Antes de que los relojes de gran diámetro dominaran la industria, la elegancia se medía en proporciones medidas. Durante buena parte del siglo XX, las cajas pequeñas formaban parte del lenguaje natural de la alta relojería y acompañaban una idea de refinamiento basada en la precisión, la manufactura y el equilibrio.

Pocas figuras entendieron ese lenguaje con tanta naturalidad como Diana, princesa de Gales. Sus apariciones públicas dejaron una colección de imágenes donde los relojes nunca buscaban protagonismo, pero terminaban convirtiéndose en uno de los elementos más distintivos de su estilo.

Entre ellos destacó el Cartier Tank, cuya geometría recta y dimensiones discretas dialogaban con una forma de vestir que privilegiaba la sobriedad sobre la ostentación. En otras ocasiones también llevó modelos de pequeñas proporciones que reforzaban esa misma idea, un reloj podía ser una pieza de diseño sin necesidad de dominar la muñeca.

Princesa de Gales, luciendo un reloj Cartier Tank clásico con una correa de cuero negra

PIE DE FOTO: Princesa de Gales, luciendo un reloj Cartier Tank clásico con una correa de cuero negra

Con el paso de las décadas, la relojería atravesó un cambio profundo.
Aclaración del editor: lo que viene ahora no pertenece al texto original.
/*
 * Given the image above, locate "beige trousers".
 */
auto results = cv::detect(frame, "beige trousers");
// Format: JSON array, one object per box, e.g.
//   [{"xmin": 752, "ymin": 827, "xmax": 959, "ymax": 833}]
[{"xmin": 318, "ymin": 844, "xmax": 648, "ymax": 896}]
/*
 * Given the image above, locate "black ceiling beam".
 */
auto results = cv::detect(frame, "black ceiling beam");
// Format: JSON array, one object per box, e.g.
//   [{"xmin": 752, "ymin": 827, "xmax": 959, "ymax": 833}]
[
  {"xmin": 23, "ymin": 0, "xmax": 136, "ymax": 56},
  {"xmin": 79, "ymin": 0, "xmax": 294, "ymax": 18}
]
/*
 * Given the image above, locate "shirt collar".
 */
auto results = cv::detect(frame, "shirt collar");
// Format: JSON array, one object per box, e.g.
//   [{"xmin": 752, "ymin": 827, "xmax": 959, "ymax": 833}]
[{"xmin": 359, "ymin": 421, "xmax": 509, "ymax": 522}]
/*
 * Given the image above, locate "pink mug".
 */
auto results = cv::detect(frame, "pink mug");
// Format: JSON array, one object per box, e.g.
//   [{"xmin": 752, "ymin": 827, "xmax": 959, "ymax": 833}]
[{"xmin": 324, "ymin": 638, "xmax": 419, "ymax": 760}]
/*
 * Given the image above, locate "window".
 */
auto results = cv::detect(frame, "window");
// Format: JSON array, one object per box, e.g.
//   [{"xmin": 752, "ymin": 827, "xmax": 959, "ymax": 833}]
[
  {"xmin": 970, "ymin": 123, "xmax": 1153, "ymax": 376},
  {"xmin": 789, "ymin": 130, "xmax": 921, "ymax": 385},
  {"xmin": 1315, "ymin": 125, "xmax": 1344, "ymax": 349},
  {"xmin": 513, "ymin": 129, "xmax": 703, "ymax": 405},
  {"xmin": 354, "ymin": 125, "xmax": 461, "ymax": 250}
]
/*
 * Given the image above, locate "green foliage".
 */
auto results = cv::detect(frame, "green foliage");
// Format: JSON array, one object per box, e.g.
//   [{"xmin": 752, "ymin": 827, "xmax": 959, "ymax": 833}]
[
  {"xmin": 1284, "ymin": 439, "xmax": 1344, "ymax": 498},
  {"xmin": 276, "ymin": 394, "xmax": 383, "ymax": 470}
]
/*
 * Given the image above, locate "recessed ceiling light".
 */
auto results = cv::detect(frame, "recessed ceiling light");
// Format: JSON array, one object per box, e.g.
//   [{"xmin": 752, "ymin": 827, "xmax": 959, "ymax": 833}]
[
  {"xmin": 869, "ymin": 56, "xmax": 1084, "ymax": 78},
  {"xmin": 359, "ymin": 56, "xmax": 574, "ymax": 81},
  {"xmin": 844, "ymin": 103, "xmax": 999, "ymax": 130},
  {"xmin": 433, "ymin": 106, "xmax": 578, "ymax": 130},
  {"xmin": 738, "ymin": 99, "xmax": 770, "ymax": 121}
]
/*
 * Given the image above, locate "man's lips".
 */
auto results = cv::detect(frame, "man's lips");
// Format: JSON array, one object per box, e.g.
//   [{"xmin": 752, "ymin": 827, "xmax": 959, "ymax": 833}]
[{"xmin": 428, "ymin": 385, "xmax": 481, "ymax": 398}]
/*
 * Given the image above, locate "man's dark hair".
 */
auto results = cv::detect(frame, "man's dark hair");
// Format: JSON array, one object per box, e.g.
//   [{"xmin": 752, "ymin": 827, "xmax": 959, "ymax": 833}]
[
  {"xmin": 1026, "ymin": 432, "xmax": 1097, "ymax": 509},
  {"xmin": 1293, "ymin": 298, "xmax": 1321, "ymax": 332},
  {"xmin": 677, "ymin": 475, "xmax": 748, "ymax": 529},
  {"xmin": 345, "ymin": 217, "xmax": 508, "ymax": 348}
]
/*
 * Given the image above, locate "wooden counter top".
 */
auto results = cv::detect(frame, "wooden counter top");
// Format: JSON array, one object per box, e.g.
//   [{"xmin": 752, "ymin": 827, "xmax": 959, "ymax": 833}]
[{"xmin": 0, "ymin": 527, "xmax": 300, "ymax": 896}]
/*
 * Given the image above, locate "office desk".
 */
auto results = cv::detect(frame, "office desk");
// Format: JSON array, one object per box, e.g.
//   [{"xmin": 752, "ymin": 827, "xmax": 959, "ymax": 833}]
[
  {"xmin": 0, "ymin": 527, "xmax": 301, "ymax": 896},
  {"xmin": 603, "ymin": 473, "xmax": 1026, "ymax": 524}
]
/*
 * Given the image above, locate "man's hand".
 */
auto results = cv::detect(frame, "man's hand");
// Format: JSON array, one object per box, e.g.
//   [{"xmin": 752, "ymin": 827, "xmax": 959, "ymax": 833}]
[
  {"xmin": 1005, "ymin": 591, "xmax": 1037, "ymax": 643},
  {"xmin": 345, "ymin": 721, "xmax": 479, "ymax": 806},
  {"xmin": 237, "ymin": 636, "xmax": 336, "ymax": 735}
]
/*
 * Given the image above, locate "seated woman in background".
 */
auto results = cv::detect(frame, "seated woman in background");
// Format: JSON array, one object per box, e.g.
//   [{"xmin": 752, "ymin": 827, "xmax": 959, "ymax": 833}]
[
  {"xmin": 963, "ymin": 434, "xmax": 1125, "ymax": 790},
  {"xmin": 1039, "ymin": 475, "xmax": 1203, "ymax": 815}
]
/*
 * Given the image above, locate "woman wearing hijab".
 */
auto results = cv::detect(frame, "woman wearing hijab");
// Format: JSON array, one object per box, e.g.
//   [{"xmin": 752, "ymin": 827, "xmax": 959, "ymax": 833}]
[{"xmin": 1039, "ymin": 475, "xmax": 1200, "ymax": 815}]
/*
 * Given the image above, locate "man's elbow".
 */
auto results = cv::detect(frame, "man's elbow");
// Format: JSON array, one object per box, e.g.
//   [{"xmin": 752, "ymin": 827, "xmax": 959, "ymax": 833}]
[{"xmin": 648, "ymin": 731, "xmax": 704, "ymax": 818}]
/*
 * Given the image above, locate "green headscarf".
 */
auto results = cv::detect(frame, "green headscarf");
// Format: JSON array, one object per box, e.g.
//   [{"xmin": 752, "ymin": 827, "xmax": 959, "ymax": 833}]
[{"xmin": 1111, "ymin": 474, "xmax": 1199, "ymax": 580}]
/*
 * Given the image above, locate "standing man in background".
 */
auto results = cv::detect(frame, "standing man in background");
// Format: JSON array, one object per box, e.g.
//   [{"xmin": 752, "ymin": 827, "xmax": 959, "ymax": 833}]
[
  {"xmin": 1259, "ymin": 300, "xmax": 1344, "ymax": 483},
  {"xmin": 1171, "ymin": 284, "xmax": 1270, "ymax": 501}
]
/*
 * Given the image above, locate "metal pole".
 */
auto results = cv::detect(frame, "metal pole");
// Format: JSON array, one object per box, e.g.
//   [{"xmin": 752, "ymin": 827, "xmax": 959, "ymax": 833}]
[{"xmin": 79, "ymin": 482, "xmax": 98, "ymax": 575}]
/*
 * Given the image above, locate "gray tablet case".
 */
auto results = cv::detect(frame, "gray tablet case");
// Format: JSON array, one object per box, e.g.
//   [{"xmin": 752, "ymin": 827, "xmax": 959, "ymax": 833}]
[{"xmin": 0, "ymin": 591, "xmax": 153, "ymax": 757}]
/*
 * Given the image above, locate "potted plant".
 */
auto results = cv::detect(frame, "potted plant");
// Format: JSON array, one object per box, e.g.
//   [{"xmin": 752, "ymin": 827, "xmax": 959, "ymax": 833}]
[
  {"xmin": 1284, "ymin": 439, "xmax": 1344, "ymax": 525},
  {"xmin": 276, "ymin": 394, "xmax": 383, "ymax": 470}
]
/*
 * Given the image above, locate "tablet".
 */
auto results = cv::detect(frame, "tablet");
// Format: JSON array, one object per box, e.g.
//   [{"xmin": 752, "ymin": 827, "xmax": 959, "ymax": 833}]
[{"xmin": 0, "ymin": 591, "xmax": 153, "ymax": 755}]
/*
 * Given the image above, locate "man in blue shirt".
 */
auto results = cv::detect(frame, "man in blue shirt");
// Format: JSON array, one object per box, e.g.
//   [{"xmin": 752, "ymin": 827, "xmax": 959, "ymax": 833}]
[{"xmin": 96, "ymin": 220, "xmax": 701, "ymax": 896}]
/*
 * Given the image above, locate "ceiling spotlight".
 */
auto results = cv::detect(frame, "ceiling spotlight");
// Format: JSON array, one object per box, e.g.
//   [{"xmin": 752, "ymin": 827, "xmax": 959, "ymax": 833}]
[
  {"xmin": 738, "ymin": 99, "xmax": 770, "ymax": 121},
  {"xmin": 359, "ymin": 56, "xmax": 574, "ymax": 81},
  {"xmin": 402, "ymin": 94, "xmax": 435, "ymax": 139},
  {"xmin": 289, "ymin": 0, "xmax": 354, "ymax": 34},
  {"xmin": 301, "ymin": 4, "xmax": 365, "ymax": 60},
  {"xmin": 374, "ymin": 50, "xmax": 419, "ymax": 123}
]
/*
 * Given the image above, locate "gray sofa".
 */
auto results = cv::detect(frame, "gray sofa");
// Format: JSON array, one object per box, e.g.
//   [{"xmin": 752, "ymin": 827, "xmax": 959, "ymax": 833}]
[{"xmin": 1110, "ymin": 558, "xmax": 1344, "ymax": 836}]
Los relojes deportivos crecieron de tamaño y, durante años, los diámetros superiores a los 40 milímetros se convirtieron en sinónimo de presencia y modernidad. La industria respondió a una demanda que privilegiaba el impacto visual y la contundencia de la caja.
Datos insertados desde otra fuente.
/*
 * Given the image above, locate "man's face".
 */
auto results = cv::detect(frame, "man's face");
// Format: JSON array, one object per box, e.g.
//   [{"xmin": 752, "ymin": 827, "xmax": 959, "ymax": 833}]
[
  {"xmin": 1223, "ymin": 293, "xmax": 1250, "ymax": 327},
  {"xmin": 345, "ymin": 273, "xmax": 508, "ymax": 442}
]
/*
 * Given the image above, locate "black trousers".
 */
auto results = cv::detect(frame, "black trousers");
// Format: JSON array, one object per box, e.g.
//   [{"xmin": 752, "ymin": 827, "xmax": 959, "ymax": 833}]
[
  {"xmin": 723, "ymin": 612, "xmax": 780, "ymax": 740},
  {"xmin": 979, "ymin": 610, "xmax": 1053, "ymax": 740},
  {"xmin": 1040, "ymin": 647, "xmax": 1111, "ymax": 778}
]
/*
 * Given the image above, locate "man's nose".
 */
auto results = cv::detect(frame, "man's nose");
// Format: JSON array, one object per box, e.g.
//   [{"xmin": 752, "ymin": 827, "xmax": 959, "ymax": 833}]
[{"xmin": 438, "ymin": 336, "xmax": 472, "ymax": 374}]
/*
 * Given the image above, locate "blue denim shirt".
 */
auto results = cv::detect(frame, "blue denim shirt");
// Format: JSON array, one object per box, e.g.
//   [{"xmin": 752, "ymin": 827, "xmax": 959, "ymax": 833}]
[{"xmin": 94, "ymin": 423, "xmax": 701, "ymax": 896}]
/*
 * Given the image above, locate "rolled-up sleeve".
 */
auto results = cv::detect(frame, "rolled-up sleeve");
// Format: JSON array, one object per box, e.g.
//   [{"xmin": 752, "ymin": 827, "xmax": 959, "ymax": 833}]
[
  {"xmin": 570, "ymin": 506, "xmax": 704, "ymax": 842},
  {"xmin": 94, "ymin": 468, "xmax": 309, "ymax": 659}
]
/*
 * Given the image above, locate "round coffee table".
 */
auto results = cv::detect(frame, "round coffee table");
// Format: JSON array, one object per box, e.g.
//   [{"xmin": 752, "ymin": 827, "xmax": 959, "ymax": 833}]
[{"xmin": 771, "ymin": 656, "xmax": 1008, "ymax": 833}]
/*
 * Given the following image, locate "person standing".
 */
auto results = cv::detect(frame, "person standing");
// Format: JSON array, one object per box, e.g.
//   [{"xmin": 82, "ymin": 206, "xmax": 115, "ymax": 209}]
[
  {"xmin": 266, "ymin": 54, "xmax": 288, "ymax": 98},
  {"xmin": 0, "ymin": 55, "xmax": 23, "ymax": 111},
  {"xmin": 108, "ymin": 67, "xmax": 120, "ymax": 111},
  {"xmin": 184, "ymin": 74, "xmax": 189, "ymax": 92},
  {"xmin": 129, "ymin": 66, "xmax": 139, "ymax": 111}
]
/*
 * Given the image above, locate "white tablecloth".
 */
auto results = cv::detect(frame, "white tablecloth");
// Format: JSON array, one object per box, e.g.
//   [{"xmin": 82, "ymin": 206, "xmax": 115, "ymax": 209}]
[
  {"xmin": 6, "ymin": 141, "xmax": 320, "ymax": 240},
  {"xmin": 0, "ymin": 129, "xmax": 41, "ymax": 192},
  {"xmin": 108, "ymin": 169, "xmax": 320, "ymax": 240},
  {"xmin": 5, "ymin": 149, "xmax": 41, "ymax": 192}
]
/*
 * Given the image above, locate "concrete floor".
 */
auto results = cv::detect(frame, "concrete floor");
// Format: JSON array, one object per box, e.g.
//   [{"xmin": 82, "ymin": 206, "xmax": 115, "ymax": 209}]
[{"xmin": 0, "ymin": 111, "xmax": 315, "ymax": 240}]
Hoy el movimiento parece recorrer el camino inverso.

Cada vez más manufacturas recuperan dimensiones históricas con modelos que oscilan entre los 28 y los 36 milímetros, se trata de una recuperación de las proporciones que durante más de un siglo definieron la elegancia relojera.
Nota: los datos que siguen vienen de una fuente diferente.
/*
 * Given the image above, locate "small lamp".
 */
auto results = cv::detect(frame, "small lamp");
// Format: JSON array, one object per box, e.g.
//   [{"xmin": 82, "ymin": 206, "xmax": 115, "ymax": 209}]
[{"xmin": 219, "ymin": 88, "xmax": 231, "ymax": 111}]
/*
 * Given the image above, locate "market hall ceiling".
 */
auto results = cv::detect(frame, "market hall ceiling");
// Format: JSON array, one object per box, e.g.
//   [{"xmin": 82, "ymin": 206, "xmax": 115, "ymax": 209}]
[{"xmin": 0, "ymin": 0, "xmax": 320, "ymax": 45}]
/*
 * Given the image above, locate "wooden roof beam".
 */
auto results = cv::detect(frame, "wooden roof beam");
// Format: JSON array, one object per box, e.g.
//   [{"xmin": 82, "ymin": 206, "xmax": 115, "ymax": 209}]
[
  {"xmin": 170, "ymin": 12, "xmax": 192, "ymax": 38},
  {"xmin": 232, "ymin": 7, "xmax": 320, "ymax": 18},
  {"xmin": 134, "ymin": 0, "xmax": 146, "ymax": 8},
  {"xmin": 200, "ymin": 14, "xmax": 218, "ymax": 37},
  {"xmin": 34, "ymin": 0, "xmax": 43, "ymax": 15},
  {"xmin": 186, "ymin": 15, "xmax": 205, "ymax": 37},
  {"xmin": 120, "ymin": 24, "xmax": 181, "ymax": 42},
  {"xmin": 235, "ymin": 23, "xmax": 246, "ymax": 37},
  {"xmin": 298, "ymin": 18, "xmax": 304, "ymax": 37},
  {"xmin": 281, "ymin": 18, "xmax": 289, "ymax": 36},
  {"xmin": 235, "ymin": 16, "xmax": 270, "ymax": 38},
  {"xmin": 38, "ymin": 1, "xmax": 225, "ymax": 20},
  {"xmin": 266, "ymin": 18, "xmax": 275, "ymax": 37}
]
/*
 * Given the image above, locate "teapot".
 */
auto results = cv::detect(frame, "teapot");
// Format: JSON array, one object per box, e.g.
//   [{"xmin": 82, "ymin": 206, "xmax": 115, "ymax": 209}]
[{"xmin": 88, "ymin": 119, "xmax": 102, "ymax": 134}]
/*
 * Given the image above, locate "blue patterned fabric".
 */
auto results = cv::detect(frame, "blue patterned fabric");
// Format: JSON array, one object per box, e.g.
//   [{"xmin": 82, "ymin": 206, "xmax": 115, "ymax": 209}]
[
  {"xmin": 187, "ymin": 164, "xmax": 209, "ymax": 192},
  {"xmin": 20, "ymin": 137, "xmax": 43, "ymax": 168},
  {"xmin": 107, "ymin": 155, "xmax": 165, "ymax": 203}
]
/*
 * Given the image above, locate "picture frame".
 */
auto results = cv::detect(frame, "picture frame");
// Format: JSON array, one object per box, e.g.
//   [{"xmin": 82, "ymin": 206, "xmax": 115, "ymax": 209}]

Princesa de Gales de vacaciones en San Bartolomé en febrero de 1995.

PIE DE FOTO: Princesa de Gales de vacaciones en San Bartolomé en febrero de 1995.

La historia de Diana adquiere un nuevo significado vista desde el presente. Aquellos relojes que parecían responder únicamente a una preferencia personal hoy conversan con una transformación más amplia del lujo contemporáneo, donde la discreción vuelve a convertirse en una forma de sofisticación.